= Sana'a: An Open City =

Novel by Mohammad Abdul-Wali

Sana'a: An Open City (صنعاء مدينة مفتوحة) is a short novel by Yemeni author Mohammad Abdul-Wali. It was included in the Arab Writers Union list of the 105 best Arabic novels of the 20th century. It was published posthumously in 1977; Abdul-Wali had died in an airplane crash four years earlier.

The book's title refers to the sack of Sana'a, Yemen's capital, following the 1948 assassination of Imam Yahya, part of a coup attempt. His son Ahmad, then the crown prince, secured support from tribal groups to take power; in exchange, he permitted them to sack Sana'a (declaring it "an open city", or permissible to loot), as well as other Yemeni cities.

The novel caused controversy in 2000, decades after its publication, when the Arab Writers Union included it on their list of the best Arabic novels of the 20th century. Passages in the book suggesting that God is unjust prompted some Islamists to declare the author an apostate. The editor-in-chief of al-Thaqafiyah, Samir al-Yusufi, was prosecuted and imprisoned for republishing the novel, and was reportedly harassed by members of the Islamist Islah party. However, the case was later dropped and al-Yusufi freed.

==Plot==

The narrator and protagonist, Nu'man, is a young married man who lives in Aden and is alienated from his family and home village. The novel is epistolary, with Nu'man telling stories in letters he writes to an unnamed Yemeni friend of his who is studying in France.

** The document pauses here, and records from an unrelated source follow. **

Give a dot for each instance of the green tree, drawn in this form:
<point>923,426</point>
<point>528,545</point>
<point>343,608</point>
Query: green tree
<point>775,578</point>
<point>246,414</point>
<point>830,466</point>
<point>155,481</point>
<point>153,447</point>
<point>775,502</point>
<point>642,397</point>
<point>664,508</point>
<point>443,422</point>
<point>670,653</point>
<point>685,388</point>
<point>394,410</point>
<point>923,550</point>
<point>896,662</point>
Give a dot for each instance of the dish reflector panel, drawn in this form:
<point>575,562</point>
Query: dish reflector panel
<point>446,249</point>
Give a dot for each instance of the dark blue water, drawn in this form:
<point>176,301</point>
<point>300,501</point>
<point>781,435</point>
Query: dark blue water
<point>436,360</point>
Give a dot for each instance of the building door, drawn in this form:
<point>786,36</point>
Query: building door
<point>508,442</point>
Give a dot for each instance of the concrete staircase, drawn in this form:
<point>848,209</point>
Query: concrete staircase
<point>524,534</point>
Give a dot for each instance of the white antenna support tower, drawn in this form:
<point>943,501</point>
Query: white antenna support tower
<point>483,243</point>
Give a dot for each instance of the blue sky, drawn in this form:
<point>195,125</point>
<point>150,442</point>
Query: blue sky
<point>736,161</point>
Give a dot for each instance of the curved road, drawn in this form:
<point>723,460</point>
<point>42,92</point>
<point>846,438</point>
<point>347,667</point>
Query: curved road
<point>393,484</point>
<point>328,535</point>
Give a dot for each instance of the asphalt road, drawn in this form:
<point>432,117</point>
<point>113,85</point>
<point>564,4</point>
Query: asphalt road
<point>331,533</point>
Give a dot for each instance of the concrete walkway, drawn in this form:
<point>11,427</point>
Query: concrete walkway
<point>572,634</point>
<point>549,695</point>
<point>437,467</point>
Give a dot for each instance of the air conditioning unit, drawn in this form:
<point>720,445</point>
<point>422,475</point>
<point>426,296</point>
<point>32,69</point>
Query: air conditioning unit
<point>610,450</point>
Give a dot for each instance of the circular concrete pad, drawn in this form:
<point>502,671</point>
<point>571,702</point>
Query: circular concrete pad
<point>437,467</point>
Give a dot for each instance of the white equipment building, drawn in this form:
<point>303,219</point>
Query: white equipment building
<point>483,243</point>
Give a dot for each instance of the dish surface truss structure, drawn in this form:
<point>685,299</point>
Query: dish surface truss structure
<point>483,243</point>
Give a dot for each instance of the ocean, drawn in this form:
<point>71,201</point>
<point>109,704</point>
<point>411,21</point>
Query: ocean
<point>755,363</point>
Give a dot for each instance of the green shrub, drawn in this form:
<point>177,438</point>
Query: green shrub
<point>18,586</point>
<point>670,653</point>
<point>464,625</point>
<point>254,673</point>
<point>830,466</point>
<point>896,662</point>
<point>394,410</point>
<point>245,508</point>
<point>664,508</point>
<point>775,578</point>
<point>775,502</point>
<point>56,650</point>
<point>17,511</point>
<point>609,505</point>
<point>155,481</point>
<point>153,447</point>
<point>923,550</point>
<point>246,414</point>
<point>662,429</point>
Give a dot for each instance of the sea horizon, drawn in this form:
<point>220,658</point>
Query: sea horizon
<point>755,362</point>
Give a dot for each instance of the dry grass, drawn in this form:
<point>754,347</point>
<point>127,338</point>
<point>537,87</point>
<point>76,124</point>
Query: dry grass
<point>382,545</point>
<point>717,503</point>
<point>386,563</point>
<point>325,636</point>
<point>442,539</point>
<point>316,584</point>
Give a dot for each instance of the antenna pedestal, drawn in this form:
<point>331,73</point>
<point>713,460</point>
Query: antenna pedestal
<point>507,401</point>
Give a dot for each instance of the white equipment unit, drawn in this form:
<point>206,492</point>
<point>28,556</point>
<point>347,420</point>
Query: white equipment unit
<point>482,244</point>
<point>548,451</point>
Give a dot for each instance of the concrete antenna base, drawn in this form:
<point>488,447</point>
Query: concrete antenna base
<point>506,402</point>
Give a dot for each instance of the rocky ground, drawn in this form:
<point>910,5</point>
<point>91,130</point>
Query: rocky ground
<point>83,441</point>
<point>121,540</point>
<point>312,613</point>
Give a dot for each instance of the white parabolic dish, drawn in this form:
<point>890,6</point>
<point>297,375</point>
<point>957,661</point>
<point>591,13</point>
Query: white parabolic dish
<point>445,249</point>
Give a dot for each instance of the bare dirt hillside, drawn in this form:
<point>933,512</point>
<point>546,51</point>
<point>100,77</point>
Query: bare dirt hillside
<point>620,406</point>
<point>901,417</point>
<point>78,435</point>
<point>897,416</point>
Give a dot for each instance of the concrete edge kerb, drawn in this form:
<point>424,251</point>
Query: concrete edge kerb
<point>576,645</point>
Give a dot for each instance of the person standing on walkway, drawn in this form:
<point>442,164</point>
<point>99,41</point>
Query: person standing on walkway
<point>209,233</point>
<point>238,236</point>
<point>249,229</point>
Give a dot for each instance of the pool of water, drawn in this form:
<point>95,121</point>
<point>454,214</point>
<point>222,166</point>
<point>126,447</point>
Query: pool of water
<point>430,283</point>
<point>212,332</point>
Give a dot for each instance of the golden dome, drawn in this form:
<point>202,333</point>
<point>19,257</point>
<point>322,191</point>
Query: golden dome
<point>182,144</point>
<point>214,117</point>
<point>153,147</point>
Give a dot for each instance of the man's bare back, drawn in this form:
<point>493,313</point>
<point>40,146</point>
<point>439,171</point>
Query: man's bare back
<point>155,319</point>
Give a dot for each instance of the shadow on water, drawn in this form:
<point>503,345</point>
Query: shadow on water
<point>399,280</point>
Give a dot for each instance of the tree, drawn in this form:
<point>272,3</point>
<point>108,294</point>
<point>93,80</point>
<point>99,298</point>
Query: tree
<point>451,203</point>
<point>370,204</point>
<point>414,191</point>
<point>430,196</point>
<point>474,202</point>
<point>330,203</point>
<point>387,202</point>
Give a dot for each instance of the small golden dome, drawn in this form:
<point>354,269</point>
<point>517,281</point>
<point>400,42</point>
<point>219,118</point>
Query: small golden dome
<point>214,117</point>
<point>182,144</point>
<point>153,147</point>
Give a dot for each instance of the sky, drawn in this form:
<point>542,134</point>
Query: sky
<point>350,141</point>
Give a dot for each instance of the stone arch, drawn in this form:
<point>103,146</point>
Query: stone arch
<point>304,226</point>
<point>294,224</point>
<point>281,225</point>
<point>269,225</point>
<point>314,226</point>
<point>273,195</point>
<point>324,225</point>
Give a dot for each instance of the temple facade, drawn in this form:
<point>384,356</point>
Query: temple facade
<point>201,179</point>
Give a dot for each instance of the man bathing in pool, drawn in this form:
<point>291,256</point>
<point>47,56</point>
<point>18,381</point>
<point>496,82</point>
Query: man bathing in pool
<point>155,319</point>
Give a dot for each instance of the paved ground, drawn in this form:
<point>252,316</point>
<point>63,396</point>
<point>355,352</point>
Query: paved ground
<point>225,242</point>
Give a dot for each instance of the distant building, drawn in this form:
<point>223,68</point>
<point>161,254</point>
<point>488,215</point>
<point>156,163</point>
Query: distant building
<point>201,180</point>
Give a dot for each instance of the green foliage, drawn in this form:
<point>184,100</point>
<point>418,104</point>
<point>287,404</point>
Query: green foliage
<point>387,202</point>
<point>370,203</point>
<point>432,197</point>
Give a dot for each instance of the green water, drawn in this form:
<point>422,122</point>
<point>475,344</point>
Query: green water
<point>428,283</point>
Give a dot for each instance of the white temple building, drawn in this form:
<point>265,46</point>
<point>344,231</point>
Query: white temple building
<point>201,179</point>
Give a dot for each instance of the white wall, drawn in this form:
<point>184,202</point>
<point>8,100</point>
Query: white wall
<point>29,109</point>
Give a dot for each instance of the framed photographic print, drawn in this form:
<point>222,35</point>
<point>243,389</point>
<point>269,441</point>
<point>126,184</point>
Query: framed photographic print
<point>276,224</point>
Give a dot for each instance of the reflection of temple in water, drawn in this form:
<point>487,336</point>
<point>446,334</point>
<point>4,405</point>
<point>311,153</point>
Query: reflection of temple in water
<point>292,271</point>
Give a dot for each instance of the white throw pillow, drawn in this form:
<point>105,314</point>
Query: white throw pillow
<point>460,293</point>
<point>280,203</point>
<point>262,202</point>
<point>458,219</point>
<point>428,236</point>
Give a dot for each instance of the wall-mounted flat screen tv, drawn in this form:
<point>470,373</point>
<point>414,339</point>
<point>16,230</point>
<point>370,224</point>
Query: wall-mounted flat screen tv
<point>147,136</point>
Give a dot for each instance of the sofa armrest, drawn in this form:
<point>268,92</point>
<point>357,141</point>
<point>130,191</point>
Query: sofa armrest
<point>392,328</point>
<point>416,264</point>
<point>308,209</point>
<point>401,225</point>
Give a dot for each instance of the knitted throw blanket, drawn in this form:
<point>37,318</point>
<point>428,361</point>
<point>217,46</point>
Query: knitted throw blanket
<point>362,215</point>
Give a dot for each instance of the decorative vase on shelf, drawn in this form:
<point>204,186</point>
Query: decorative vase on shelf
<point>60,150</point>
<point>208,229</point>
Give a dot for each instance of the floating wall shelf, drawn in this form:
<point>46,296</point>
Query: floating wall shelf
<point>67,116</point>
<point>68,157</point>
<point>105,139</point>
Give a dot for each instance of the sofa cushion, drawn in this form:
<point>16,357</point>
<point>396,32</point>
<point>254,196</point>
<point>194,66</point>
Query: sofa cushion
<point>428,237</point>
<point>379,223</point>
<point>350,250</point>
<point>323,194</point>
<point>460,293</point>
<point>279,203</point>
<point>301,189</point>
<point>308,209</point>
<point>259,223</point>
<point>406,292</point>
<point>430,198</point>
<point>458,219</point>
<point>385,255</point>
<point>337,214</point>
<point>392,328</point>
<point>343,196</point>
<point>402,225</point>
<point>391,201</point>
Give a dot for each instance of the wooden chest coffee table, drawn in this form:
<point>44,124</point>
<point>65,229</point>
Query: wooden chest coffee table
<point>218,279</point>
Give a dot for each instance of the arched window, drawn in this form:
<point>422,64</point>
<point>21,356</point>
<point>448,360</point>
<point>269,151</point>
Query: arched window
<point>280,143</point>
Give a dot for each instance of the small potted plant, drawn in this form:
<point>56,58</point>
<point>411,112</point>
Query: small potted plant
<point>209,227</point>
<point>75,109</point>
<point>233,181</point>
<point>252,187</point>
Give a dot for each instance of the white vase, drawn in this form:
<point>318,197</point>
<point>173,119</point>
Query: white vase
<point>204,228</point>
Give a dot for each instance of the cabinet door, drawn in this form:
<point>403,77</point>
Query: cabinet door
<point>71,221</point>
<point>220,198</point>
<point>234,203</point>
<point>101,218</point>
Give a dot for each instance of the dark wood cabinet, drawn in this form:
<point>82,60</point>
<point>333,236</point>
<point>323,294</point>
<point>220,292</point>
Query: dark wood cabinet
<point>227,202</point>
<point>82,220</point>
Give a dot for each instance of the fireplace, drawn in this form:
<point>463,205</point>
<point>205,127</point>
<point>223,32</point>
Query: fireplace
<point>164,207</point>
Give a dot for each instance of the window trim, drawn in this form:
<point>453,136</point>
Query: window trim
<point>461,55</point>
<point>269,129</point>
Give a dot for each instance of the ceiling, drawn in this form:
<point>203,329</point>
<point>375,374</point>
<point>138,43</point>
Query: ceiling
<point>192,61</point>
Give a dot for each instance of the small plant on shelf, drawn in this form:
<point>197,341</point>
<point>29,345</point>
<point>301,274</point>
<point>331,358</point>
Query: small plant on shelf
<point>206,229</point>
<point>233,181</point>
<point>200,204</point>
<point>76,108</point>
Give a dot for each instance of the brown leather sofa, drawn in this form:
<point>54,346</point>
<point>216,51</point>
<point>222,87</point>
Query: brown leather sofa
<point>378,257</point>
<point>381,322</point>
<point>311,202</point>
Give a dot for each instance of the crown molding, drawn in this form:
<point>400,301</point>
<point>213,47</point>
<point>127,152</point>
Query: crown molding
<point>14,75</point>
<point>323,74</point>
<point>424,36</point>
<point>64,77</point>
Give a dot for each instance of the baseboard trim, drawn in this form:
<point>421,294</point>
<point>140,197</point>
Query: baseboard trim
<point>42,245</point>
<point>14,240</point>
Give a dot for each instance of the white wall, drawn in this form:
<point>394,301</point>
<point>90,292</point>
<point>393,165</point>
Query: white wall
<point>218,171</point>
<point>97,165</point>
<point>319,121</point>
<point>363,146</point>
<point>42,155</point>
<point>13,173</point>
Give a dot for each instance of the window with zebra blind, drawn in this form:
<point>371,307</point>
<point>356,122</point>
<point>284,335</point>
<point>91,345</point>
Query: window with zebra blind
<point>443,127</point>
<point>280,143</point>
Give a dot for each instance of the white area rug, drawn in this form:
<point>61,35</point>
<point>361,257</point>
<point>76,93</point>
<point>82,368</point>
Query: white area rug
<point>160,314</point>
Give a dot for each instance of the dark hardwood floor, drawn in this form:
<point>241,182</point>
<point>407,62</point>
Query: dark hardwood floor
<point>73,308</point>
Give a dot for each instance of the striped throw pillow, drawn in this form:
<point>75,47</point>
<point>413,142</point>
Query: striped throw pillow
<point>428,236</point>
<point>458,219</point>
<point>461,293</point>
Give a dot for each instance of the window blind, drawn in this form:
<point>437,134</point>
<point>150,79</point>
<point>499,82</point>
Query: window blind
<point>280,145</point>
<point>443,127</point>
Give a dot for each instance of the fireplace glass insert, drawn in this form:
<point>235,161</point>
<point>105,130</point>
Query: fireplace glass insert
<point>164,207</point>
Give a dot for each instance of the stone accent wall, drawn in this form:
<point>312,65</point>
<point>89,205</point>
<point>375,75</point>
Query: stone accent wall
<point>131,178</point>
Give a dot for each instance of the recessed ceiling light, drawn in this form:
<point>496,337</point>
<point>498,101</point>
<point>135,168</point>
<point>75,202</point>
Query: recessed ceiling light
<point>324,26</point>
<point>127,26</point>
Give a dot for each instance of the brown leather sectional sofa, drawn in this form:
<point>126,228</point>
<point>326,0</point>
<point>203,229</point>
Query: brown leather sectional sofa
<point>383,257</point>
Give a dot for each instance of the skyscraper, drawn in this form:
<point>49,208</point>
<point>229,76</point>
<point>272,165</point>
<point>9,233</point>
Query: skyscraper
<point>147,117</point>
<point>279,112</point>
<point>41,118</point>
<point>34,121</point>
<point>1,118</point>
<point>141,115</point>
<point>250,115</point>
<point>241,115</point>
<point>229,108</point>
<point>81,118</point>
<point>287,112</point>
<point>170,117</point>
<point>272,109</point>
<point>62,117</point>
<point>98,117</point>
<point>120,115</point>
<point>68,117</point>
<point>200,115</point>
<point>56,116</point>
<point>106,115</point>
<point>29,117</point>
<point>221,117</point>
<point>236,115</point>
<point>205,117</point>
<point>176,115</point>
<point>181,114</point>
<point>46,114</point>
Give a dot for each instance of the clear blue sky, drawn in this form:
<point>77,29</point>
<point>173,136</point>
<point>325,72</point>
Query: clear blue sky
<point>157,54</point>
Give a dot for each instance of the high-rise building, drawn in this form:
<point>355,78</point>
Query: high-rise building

In the first section of the book, Nu'man reluctantly spends several months in his home village with his family and wife. He despises small-town life, the conservatism of the villagers, their gossip and superstitious beliefs. He no longer loves his wife, though cannot explain why. He starts an affair with a woman he describes as a "brown-skinned mountain girl" whose husband is working abroad. However, she and many others are killed when heavy rains cause landslides and flash floods. As he is about to return to Aden, his wife informs him that she is pregnant.

Nu'man then relays stories he is told by two of his friends in Aden. One of them, a man from Sana'a whom Nu'man had previously regarded as aloof and mysterious, tells him his life story and why he left Sana'a. The man's wife and daughter were killed during the sack of Sana'a in 1948, and he emigrated to Aden and began drinking heavily. The other friend, a sailor, described a journey he took as an adolescent to the town of Zabid, where he hoped to study Islam. However, he discovered that the town had become a backwater. He learned how to recite the Qur'an there, and his mellifluous voice and recitations brought him to the attention of the town's governor. He later became a sailor and moved to Aden.

One day, Nu'man receives a letter informing him that his wife died in childbirth, as well as the baby. He becomes depressed and takes up with a teenage prostitute named Zainab. Meanwhile, the factory where Nu'man's friends worked closes, throwing them all into unemployment, except for the sailor. Nu'man, driven mad with grief for his late wife and regret for how he treated her, becomes delirious and imagines that he has died. The novel ends with Nu'man traveling to Sana'a with his friend.